Secondo i dati aggiornati dell’ESA Space Debris Office, sono oggi tracciati regolarmente circa 45.860 oggetti in orbita, per oltre 16.600 tonnellate di massa complessiva[12].
Il numero di satelliti attivi è passato da circa 2.000 nel 2019 a circa 14.000 nel 2026, e oltre 10.000 di questi appartengono alla sola costellazione Starlink[13].
Un gruppo di astronomi ha calcolato, in uno studio pubblicato a inizio luglio 2026, che l’insieme delle costellazioni esistenti e pianificate potrebbe arrivare a comprendere 1,7 milioni di satelliti, con conseguenze definite «devastanti» per l’osservazione astronomica e per la sostenibilità dell’orbita bassa[14].
A questa scarsità fisica si affianca una scarsità regolatoria, forse ancora più decisiva, rappresentata dalle frequenze radio necessarie a far comunicare i satelliti con la Terra. Qui la competizione è esplicitamente geopolitica. Mentre SpaceX domina grazie a una capacità di lancio senza rivali, la Cina punta sul fronte regolatorio, con richieste presentate all’International Telecommunication Union (ITU), agenzia ONU, per oltre 244.000 posizioni orbitali e frequenze a nome della propria costellazione Guowang[15].
Questo dato rappresenta un numero enormemente superiore ai satelliti che sarà mai in grado di lanciare, ma le serve a riservarsi per il futuro uno spazio nel sistema di allocazione internazionale basato in larga parte sul principio «chi arriva prima»[16].
Colonialismo orbitale
Si configura così una forma di colonialismo orbitale de facto. Non si tratta di una conquista territoriale dichiarata, ma di un’appropriazione progressiva delle orbite e dello spettro radio attraverso il principio del «chi arriva prima». In sostanza, chi dispone oggi della capacità tecnologica di occupare queste risorse rende molto più difficile l’accesso a chi arriverà dopo.
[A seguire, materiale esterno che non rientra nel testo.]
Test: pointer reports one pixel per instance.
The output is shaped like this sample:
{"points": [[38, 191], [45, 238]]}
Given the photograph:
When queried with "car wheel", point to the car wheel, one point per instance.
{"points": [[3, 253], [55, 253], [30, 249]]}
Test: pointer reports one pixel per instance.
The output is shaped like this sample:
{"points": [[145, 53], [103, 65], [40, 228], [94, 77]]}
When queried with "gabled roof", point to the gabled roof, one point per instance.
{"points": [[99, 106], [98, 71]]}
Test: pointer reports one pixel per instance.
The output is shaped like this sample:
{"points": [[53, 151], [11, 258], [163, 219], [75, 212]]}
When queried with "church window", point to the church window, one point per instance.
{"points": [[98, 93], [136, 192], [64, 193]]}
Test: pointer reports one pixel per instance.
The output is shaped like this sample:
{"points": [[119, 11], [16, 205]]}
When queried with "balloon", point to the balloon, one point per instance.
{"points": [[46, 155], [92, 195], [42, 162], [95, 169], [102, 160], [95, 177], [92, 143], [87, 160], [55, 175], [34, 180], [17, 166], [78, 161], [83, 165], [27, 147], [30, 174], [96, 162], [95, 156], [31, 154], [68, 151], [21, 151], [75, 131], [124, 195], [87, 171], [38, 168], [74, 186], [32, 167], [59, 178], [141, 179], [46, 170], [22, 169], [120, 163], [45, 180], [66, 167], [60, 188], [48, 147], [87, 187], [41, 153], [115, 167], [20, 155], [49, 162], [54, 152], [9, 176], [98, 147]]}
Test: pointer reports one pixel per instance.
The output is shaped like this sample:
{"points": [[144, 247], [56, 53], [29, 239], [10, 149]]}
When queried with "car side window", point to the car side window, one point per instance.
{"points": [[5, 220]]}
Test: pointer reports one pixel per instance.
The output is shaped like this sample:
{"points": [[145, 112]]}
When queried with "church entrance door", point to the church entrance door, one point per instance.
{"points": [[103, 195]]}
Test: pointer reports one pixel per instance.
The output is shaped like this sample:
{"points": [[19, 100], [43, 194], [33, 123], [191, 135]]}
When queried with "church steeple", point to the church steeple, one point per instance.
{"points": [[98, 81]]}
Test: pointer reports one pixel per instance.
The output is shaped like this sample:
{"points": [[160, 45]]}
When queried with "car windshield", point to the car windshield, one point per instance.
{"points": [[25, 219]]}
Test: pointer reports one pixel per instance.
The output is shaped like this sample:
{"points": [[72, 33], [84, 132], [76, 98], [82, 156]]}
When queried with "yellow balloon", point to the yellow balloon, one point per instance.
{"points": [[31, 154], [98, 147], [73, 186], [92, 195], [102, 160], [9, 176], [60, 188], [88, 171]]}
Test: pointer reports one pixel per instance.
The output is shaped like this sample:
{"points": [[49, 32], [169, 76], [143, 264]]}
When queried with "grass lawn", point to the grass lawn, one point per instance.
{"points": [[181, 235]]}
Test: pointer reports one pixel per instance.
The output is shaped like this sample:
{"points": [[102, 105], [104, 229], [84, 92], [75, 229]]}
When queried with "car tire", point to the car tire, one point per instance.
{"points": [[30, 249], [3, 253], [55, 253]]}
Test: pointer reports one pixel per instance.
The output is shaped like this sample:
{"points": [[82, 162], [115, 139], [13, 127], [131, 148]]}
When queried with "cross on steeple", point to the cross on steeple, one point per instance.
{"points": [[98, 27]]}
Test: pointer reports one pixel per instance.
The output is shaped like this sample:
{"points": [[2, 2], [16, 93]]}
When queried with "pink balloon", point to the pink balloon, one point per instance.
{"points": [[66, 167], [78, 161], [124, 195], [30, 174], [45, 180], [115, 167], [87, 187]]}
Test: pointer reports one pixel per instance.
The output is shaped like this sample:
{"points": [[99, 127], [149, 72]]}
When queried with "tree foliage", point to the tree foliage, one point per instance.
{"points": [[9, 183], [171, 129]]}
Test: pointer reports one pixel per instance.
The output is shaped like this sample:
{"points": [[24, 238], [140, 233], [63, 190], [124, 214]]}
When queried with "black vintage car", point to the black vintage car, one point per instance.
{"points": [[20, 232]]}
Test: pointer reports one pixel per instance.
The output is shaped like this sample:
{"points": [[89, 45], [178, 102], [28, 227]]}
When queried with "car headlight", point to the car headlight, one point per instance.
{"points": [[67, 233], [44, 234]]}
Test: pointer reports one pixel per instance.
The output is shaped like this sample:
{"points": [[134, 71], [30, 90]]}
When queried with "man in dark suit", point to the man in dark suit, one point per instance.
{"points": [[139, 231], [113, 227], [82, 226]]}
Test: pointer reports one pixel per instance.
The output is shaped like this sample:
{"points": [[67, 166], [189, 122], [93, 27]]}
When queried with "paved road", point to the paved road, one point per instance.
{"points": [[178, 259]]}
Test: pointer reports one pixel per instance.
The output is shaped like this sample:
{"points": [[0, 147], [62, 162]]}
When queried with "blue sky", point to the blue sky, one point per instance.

Guowang conta oggi circa 190 satelliti operativi contro i circa 10.000 della rivale americana, ma prevede di lanciarne 310 entro la fine del 2026 e di raggiungere ritmi di 3.600 lanci annui dal 2028[17]. La corsa, in sostanza, è appena cominciata e si gioca tanto sui lanci quanto sulle registrazioni presso l’ITU, l’agenzia ONU[18].
In questa cornice acquista senso anche la nozione di «satelliti fantasma», cioè quei presidi orbitali lanciati non tanto per essere pienamente utilizzati quanto per occupare uno slot e una frequenza, impedendo ad altri attori, spesso Paesi in via di sviluppo privi delle risorse per lanci propri, di accedervi.
Privatizzazione del cielo
Un ulteriore elemento di discontinuità rispetto alla geopolitica tradizionale è il ruolo crescente di attori non statali. Aziende commerciali come SpaceX, Amazon e diversi operatori cinesi controllano oggi segmenti rilevanti di un’infrastruttura critica che riguarda comunicazioni, osservazione della Terra e, in futuro, capacità di elaborazione dati distribuita tra satelliti.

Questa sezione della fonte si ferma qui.